Much like The Tudors there are some fairly big names in Camelot, and like their Tudor counterparts they too partake in gratuitous sex, nudity and homoeroticism, but doesn’t every swashbuckling television series these days? Some might say that no sex is gratuitous, but when it’s extras in a crowded court you have to seriously question the relevance of it. Maybe some viewers doubted that sex existed in those times and it serves as a handy reminder? Don’t get me wrong, sex and tits are great, but they have a time and a place.
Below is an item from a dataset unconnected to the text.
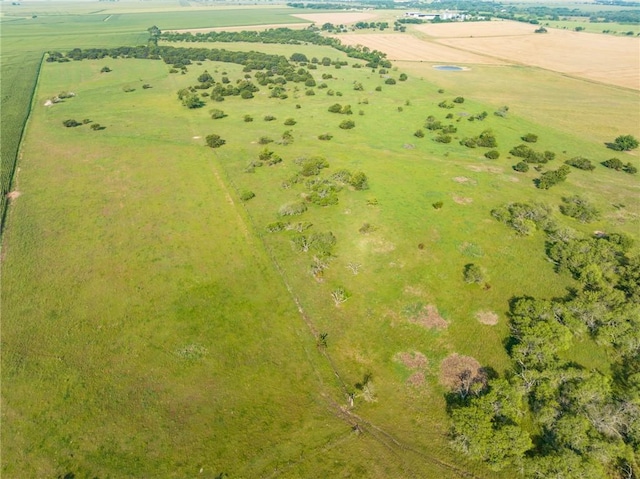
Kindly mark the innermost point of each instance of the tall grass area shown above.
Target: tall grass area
(154, 327)
(28, 31)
The same goes for crude language, it can at times make for a punchy dialogue, but this isn’t Clerks, it’s King Arthur, and if you want to be picky, cunt wasn’t even a word back then. Admittedly James Purefoy’s “ah fuck this” made me laugh, but it also reflects the producer’s opinions as they’ve already pulled the plug on the series, which seems a little harsh considering The Tudors made it to 4 seasons, even with Joss Stone in it!
I haven’t watched all of it yet and there’s still time for Joss Stone to make an appearance, maybe it deserved to get cancelled. I may never know as I’m questioning whether it’s even worth watching the rest of the first and only season, or if I should just give up and watch Game of Thrones instead. That surely won’t have any gratuitous sex in it.